Ömer Bey, haberlerde eğitimden bahsedildiğini duyunca, elindeki gazeteyi bırakarak dikkat kesildi. Spiker İstanbul’dan, öğrencilerden söz ediyordu. 

Elindeki kumandayla TV nin sesini biraz daha açtı merakla, dinlemeye başladı: Sayın seyirciler İstanbul’un Eyüp İlçesi, Ağaçlı Köyü İlkokulu’nda dört sınıf bir arada 17 öğrenci bir öğretmen tarafından okutulmaktadır. Öğrenciler ve velilerle konuşan arkadaşımız…”

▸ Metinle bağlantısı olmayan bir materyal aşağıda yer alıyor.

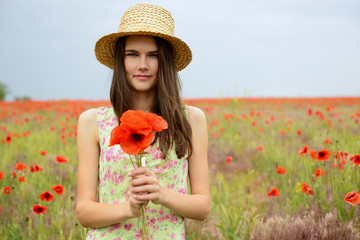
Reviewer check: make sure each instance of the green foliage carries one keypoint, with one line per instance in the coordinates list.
(4, 90)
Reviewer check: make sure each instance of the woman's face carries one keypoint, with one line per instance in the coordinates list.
(141, 62)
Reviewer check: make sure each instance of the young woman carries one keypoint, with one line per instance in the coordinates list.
(174, 185)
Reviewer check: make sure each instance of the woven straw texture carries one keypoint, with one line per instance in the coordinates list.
(144, 19)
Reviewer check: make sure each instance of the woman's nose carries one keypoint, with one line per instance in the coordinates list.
(143, 63)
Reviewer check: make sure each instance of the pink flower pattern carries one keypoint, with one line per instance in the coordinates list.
(114, 165)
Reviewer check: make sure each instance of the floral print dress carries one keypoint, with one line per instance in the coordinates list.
(114, 165)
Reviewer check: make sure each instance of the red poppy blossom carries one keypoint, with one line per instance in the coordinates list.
(38, 209)
(135, 133)
(43, 152)
(323, 155)
(20, 166)
(46, 196)
(319, 172)
(58, 189)
(21, 179)
(306, 189)
(35, 168)
(355, 159)
(61, 159)
(353, 198)
(273, 193)
(313, 154)
(304, 150)
(7, 190)
(281, 170)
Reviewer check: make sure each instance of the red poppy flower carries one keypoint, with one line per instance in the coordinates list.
(327, 141)
(353, 198)
(43, 152)
(273, 193)
(313, 154)
(319, 172)
(46, 196)
(306, 189)
(281, 170)
(20, 166)
(7, 190)
(323, 155)
(38, 209)
(135, 133)
(61, 159)
(355, 159)
(304, 150)
(21, 179)
(35, 168)
(58, 189)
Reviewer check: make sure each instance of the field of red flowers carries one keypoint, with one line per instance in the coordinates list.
(280, 168)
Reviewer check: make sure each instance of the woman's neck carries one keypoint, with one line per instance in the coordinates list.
(144, 102)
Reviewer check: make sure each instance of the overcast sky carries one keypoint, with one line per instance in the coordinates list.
(280, 48)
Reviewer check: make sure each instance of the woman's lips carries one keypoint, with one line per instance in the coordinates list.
(142, 77)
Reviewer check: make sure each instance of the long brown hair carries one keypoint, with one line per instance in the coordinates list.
(167, 101)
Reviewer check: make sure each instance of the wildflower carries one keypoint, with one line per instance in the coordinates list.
(135, 133)
(323, 155)
(7, 190)
(355, 159)
(281, 170)
(273, 193)
(35, 168)
(58, 189)
(21, 179)
(353, 198)
(43, 152)
(61, 159)
(306, 189)
(319, 172)
(304, 150)
(313, 154)
(38, 209)
(46, 196)
(20, 166)
(215, 134)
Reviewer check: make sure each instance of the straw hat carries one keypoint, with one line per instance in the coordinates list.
(144, 19)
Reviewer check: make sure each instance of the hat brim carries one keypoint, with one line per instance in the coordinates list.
(105, 48)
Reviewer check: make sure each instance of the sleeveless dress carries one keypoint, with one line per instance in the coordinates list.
(114, 165)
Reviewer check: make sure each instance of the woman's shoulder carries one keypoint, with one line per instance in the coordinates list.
(196, 116)
(88, 116)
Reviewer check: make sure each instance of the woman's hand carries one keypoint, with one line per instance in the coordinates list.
(145, 186)
(134, 203)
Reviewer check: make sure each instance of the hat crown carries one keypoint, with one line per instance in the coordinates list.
(147, 18)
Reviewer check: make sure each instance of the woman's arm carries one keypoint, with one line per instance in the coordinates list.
(89, 212)
(194, 206)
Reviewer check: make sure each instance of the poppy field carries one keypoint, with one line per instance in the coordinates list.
(279, 169)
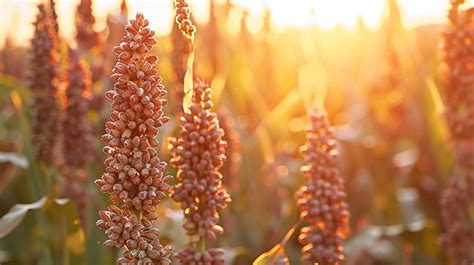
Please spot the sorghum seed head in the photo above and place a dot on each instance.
(77, 146)
(198, 154)
(322, 200)
(183, 18)
(44, 84)
(134, 177)
(86, 36)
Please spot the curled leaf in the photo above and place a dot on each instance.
(188, 83)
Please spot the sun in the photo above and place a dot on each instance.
(328, 14)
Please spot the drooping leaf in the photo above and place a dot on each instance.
(16, 214)
(275, 256)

Ömer Bey,  konuşmanın sonu gelmeden dalıp gitmişti. İster istemez yıllar öncesini hatırladı. On beş yıl sınıf öğretmenliği yapmış, benzer okullarda çalışmıştı. O yıllarda beş sınıf bir arada okutulmaktaydı. Köylerde elektrik, yol telefon, su vb. imkânlar yoktu. Şartlar daha ağırdı.

Gaz lambasında plan yaptığı, kitap okuduğu günleri hatırladı. Muhammet Ali’nin boks maçını izleyebilmek için köyün delikanlıları ile minibüs tutarak sabahın üçünde kasabaya gitmişlerdi.

Başını sallayarak; “ne günlerdi” diye iç geçirdi. Ömer Bey,  1972 yılında sınıf öğretmeni olarak küçük bir köyde göreve başlamıştı. Evet, uzun yıllar geçmişti aradan. Yıl 2014 olmasına rağmen hala birleştirilmiş sınıflı, bir öğretmenli köy okulları vardı. Üstelik de İstanbul’da.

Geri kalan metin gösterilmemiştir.